Figure e shows temperature-dependent μPL spectra, where the dot emission is seen to quench rapidly with increasing temperature and is fully suppressed above 60 K, indicating a low potential barrier for carrier escape from the QD. The upper panel of Figure f plots the integrated intensity of the QD emission and its ratio to the barrier emission. Presenting the results in terms of the ratio corrects for any possible misalignment of the sample as a result of the temperature increase. It is not possible to extract a reliable value for the activation energy of the QD PL quenching, but considering that the lowest-energy barrier emission, occurring at 778 nm, is only 24 meV above the dot-related peak, a relatively rapid decrease in the intensity of the QD emission is expected. Increasing the Al content of the AlGaAs NW surrounding the dot should result in a more stable emission. The lower panel of Figure f shows a plot of the temperature dependence of the line width of the QD single-exciton emission. At low temperature, the line width is much narrower, whilst it broadens with increasing temperature. This broadening is described reasonably well by a model in which carriers are scattered out of the ground state of the QD by acoustic phonons.[60] The activation energy associated with this model is the separation between the ground state and the first excited state of the QD. The value that is extracted from the fit to the experimental data is 3 meV. Nextnano simulations give the calculated separations of the ground and first excited QD states of 1 and 0.6 meV for electrons and holes, respectively, in reasonable agreement with the extracted energy of 3 meV. It is noted that the observed discrepancy between the experimentally extracted value and the simulated values of the separation energies can be attributed to crystal imperfections related to the GaAs QD and to the non-ideally abrupt NW/QD interfaces. Details of the nextnano simulations are presented in Section S5 of the SI.

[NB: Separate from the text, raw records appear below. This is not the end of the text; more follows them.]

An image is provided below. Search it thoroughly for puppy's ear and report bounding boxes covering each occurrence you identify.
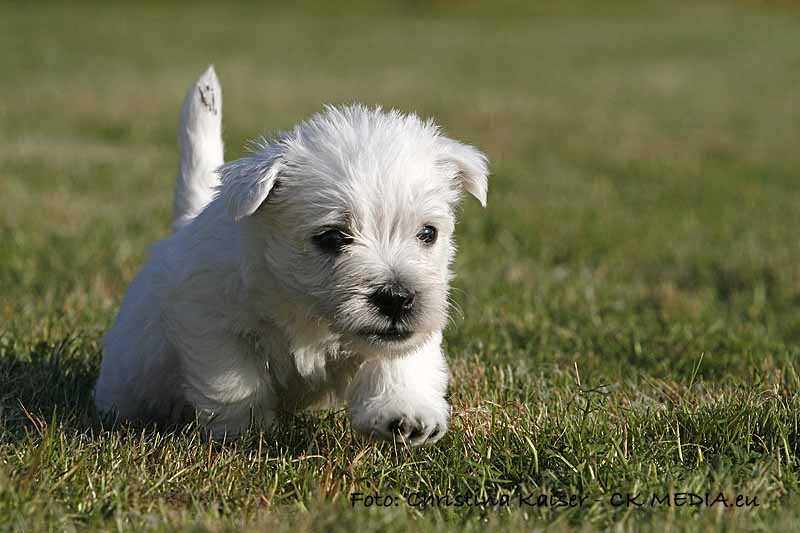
[439,137,489,207]
[217,149,283,220]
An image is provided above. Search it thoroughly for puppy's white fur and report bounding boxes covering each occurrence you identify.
[95,67,488,445]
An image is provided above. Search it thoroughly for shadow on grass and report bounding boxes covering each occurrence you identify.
[0,334,336,455]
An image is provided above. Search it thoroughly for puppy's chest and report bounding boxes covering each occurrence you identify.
[247,331,358,390]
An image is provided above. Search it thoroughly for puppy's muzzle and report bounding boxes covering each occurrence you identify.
[369,285,417,324]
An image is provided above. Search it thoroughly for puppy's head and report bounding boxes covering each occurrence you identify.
[220,106,488,355]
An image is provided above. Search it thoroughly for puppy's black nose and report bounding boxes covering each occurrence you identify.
[369,285,416,322]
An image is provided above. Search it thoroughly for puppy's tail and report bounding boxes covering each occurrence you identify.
[173,65,224,231]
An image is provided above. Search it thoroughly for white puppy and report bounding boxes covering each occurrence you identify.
[95,67,487,445]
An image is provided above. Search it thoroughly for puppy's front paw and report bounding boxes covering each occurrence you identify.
[351,399,450,446]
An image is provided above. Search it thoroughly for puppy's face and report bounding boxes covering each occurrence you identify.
[221,106,487,354]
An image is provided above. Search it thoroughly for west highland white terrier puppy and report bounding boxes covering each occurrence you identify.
[95,67,488,445]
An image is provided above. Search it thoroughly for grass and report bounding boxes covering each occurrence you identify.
[0,0,800,531]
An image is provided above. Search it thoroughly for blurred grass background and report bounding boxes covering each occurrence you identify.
[0,0,800,530]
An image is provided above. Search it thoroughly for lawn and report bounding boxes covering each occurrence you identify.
[0,0,800,532]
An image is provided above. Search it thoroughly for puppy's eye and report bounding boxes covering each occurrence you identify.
[417,226,439,244]
[312,229,353,254]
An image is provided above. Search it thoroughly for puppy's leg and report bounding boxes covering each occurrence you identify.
[347,333,450,446]
[175,332,276,439]
[174,66,224,230]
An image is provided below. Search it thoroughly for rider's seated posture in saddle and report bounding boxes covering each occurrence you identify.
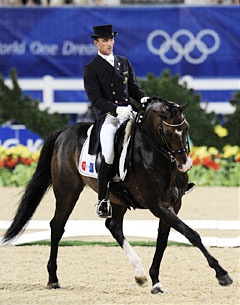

The current optical spectroscopy results for the NWQD structure show clear evidence for QD behavior at low temperatures. Emission from a spatially localized region is observed, with different excitonic recombination processes; these exhibit the expected saturation at high pump powers consistent with fully quantized states. The temperature dependence of the emission line width shows a behavior consistent with that expected for a QD. The results reveal a relatively large emission line width at low temperatures and a rapid quenching of the emission intensity with increasing temperature. The former most likely arises from fluctuating carrier occupancies in nearby defect states. Consequently, improving the crystal purity of the structures would minimize this effect and adding effective surface passivation layers would reduce the effects of surface states. Additionally, improved temperature stability would possibly result from the use of higher Al compositions in the shell of the NWs, since it is anticipated to lead to improvement of their emission properties.[61,62] However, further works are needed to unambiguously verify the aforementioned phenomenon.

Conclusions

In summary, MBE growth of self-catalyzed AlGaAs NWs, with and without a GaAs QD, and of varying Al content, on Si substrates has been reported. For low Al concentrations the NWs are vertically oriented, while increasing Al composition leads to complex morphologies. The spontaneous formation of an Al-rich AlGaAs shell is observed, with an inhomogeneous radial distribution of Al. The shell is thicker at the bottom of the NW and thins towards the NW tip; the opposite behavior is observed for the core. A strong RT emission and band-gap tunability from 1.50 to 1.72 eV is achieved by varying the Al composition between 10 and 30%. A GaAs/AlGaAs single dot-in-wire structure shows clear QD behavior, exhibiting spatially localized emission and both exciton and biexciton transitions. The exciton line width at 6 K is 490 μeV. These results demonstrate the potential of self-catalyzed AlGaAs NWs as the host for QD emitters for applications including single-photon sources and lasers.